Abiola might not have been a perfect human being or a perfect politician for that matter but his world views and personal examples synchronised very well with the true dictates of democracy and good governance with a premium on the well-being of the people.

Abiola left a legacy worthy of emulation by today’s leaders. His broad-mindedness was exceptional. So was his quality and practice of regarding every Nigerian, irrespective of ethnicity and religion, as a fellow compatriot worthy of trust and empathy. He was a true believer of merit and one’s worth, always inclined to give another man the benefit of the doubt.

As I wrote on this page last year, Abiola might not have become president but his larger than life image came from his ability to triumph over base and primordial sentiments and an incredible sense of fellow feeling. I concluded that pen-portrait of this incredible Nigerian by saying he might not have been a very good politician – considering how very good Nigerian politicians are – he was definitely a good humanist, a man of the world who was courted by the high and the mighty.

Abiola, upclose
Very well known to the public is the fact that the man M.K.O was a typical grass- to- grace phenomenon. He was never shy to tell whoever cared to listen that like many Nigerians of modest background, he was born into abject poverty. Born on August 24 1937 in Abeokuta, Ogun State, Moshood Kashimawo Olawale Abiola was the 23rd child of his father, Alhaji Alao Salawu Adenekan Abiola.

M.K.O, the brand that would later take the world by storm, was the first child of his father to survive, the first 22 having either died at birth or before they turned one year. His father, not one to succumb easily to fate, christened the new born-child Kashimawo – roughly translated to mean let’s wait and see.

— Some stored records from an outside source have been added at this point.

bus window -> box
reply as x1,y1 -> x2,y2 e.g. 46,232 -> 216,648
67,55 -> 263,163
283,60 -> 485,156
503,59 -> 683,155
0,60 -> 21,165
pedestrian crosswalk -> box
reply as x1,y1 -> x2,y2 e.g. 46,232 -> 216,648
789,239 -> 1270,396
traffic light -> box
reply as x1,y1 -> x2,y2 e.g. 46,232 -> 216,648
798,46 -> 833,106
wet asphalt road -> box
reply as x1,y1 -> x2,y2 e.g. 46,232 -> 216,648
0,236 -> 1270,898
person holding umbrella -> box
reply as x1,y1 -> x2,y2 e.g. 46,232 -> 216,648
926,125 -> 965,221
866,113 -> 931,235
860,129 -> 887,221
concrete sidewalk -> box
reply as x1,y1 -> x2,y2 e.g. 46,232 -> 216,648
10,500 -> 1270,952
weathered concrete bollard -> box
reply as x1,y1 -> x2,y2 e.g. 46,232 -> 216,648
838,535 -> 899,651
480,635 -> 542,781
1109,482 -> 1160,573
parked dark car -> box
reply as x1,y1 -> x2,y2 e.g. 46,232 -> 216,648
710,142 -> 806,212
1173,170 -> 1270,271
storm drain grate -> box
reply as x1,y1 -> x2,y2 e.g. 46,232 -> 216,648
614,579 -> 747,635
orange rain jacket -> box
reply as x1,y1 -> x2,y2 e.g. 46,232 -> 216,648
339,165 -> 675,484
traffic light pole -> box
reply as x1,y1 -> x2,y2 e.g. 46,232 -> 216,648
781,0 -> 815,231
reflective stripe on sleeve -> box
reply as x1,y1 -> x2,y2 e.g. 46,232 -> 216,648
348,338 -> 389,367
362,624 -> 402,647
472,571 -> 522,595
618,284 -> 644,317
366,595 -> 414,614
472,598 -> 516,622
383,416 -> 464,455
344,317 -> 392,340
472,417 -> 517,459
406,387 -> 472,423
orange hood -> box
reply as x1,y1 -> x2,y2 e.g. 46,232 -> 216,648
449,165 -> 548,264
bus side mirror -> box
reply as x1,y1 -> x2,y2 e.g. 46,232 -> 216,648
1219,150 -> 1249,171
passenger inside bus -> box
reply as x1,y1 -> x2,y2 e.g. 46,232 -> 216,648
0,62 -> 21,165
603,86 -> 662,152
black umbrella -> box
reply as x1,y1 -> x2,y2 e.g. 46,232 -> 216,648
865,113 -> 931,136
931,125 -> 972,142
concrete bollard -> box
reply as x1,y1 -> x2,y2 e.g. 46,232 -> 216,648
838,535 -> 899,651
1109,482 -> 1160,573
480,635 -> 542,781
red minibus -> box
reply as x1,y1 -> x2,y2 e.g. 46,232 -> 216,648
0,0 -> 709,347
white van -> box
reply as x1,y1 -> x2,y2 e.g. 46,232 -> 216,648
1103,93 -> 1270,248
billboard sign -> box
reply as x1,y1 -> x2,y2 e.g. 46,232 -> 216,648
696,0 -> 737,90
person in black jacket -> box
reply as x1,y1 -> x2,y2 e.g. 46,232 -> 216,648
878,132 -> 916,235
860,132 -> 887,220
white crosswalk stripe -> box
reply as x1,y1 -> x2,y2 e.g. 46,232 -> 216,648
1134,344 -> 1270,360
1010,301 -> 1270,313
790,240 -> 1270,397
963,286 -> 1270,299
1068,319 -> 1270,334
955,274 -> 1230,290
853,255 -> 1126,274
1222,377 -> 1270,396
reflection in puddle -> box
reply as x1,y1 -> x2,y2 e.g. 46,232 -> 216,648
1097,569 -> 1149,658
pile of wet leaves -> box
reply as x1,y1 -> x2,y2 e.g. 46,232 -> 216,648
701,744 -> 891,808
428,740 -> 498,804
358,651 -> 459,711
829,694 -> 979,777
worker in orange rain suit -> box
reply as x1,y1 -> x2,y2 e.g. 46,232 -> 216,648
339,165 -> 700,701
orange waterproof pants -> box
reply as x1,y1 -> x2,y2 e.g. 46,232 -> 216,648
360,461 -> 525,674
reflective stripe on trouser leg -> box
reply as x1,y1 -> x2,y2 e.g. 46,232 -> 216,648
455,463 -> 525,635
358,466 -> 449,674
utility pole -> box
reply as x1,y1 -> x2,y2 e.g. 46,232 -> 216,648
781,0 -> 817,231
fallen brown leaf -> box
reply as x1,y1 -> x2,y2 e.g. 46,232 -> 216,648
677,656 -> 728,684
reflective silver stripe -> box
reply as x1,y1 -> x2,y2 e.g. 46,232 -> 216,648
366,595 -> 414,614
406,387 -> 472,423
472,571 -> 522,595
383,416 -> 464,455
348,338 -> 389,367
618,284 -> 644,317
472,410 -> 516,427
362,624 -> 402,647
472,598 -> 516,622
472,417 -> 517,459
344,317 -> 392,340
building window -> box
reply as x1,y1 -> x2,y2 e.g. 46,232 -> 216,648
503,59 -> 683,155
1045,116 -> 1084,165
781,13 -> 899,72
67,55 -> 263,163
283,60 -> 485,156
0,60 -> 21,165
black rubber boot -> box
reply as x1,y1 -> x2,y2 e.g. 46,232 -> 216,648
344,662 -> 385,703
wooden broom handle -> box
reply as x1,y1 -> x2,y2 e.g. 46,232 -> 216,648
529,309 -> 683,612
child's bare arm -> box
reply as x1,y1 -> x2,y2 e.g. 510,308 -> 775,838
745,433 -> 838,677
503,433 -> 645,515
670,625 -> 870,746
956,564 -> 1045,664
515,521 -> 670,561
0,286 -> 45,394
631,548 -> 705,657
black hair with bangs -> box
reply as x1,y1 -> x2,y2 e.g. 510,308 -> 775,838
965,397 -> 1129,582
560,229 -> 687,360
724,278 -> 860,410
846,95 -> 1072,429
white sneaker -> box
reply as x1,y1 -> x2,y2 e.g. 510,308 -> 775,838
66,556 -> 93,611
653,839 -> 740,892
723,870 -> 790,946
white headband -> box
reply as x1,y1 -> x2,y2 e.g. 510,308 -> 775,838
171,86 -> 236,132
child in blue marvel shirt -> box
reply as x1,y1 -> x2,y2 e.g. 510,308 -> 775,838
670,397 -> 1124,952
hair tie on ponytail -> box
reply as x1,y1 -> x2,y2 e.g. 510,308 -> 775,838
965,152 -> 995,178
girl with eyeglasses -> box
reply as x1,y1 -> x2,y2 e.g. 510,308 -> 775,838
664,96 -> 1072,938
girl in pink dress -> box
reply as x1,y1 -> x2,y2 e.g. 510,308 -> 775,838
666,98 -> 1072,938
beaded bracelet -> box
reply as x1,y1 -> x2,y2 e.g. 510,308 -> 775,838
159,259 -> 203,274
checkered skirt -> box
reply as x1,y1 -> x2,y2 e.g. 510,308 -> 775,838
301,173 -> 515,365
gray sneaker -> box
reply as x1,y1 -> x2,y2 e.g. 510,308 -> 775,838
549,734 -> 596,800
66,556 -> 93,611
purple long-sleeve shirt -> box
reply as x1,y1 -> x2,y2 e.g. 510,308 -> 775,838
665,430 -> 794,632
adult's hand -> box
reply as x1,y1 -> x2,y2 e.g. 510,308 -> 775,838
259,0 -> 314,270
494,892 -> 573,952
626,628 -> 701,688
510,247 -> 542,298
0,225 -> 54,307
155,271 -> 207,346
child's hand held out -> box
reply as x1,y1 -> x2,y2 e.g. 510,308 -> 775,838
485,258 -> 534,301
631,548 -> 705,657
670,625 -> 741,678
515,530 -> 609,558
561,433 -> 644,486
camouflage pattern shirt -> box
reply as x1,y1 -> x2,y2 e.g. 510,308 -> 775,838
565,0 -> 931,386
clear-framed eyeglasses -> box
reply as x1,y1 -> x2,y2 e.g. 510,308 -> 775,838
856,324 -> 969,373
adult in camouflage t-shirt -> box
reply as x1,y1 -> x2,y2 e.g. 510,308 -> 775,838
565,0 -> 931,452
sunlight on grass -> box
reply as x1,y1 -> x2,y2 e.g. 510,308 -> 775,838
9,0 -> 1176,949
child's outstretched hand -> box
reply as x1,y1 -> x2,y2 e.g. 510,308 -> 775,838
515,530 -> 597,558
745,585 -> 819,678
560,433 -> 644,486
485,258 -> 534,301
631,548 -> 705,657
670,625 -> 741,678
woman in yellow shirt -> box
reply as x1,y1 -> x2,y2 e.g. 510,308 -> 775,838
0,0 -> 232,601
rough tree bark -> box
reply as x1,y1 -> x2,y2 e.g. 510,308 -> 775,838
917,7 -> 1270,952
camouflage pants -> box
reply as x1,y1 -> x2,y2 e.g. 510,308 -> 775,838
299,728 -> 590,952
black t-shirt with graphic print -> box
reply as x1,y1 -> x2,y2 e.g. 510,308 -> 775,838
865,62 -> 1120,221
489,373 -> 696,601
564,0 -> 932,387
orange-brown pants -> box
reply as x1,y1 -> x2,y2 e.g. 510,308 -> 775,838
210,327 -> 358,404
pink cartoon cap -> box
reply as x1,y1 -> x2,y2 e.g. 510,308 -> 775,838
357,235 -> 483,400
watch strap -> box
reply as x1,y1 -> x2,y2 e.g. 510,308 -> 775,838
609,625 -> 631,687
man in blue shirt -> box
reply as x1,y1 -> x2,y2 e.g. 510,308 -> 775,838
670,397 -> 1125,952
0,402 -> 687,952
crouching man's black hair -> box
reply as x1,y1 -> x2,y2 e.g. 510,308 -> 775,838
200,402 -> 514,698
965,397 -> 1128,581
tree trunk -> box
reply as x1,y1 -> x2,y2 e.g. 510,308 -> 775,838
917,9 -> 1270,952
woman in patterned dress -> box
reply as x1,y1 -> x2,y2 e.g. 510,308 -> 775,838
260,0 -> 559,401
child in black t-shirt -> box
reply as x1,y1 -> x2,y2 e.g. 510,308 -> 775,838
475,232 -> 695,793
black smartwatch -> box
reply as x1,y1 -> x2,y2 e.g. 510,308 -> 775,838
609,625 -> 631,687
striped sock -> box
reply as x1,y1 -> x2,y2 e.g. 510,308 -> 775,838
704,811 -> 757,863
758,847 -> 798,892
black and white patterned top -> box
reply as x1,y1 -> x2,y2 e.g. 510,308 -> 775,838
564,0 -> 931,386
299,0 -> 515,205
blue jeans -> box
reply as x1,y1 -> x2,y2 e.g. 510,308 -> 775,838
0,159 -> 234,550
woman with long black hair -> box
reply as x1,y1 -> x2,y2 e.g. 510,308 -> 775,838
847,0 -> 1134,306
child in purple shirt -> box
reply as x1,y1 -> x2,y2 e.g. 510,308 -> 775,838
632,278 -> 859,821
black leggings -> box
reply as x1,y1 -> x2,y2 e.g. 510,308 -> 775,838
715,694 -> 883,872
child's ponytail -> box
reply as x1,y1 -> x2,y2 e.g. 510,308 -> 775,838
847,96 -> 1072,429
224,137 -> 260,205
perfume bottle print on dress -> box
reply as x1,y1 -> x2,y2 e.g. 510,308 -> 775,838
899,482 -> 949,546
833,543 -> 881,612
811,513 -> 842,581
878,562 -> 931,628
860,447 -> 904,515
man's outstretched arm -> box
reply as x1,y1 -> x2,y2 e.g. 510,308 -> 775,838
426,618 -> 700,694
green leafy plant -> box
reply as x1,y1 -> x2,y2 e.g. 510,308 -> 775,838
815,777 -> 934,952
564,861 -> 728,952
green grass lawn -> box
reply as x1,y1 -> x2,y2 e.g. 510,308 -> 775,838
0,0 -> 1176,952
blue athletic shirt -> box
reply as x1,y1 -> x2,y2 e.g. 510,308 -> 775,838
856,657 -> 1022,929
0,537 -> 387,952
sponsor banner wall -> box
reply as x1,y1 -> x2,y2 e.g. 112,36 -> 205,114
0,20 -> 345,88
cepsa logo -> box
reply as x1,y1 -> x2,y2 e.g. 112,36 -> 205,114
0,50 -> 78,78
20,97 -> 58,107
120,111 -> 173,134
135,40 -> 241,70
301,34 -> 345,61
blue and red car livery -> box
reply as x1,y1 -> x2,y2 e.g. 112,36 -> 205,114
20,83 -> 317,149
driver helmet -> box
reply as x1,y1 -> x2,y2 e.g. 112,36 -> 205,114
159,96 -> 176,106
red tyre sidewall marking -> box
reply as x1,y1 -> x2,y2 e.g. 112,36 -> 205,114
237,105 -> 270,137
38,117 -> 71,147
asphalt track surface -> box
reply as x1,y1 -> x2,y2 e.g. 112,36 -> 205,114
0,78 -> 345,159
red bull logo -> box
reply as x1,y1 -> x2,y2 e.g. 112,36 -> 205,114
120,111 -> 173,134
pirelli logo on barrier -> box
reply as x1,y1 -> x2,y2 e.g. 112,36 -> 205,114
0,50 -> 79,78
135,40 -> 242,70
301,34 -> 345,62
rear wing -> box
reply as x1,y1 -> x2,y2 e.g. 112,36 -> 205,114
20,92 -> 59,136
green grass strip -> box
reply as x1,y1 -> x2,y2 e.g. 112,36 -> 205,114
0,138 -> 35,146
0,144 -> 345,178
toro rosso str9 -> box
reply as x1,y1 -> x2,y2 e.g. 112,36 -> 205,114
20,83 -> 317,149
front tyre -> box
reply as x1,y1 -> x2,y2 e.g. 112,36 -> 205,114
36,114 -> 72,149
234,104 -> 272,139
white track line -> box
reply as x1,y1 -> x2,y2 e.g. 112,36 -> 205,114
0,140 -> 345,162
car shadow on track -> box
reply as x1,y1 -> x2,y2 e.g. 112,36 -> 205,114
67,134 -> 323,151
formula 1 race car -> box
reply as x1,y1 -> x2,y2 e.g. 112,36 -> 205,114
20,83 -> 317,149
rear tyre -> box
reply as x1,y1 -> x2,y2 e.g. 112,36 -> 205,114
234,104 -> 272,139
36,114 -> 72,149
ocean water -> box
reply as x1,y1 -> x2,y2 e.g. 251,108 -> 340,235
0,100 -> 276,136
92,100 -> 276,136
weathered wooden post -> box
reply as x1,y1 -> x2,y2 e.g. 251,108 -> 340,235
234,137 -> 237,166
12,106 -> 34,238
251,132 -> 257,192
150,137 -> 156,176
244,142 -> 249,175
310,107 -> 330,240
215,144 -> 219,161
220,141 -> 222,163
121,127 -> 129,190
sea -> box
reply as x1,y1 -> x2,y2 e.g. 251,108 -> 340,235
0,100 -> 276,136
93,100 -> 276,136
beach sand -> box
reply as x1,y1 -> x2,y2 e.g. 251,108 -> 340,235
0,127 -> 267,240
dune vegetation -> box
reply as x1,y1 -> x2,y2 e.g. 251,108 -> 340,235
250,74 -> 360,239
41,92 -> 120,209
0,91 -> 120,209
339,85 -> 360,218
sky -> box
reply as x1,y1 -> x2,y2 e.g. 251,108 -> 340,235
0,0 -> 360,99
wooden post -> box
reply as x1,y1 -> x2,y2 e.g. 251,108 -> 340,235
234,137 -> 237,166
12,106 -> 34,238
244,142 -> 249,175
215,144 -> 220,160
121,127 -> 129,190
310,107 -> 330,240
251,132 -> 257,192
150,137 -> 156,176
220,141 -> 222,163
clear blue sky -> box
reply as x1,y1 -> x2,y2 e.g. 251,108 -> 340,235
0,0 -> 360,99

His father lived long enough to see his son grow through poverty – drumming and dancing to pay school fees – to wealth, becoming the first Blackman to rise as the executive vice-president of ITT world-wide. Though he was stupendously rich, he did not allow that to enter his head. Philanthropy defined his life. He believed that the more he gave the more he had. But this man of legendry wealth was not unaware of his limitations. He had occasion to say: “I cannot give everybody money. I wish I could. And If I could, I would but I couldn’t. But I can give hope” And that was more lasting. The hope that Abiola gave was not the type given to Tantalus, unattainable, a mere mirage or a will-o’- de wisp. It was the hope that Nigerians missed by not having an Abiola presidency. What Nigerians missed also was his human touch, an incredible sense of empathy, feeling for others.

Though he could be brash when occasion called for it, but he couldn’t bear to see a fellow human being suffer. When there was a task to be performed he brooked no obstacle. No hurdle was too much for him to scale.

Now I ask: how many of our big men today would willingly give out their official cars to their paid staff to use on official assignment? Abiola would tell his captain to ferry any of his editors in his private jet for an assignment outside Lagos. I am an eye witness to his humility. On one occasion, I had the luxury of being flown, all alone, in his private jet to represent him at Enugu and, on another occasion, being flown with Dele Giwa, just the two of us, to attend a function in Abuja. That was the legend called M.K.O.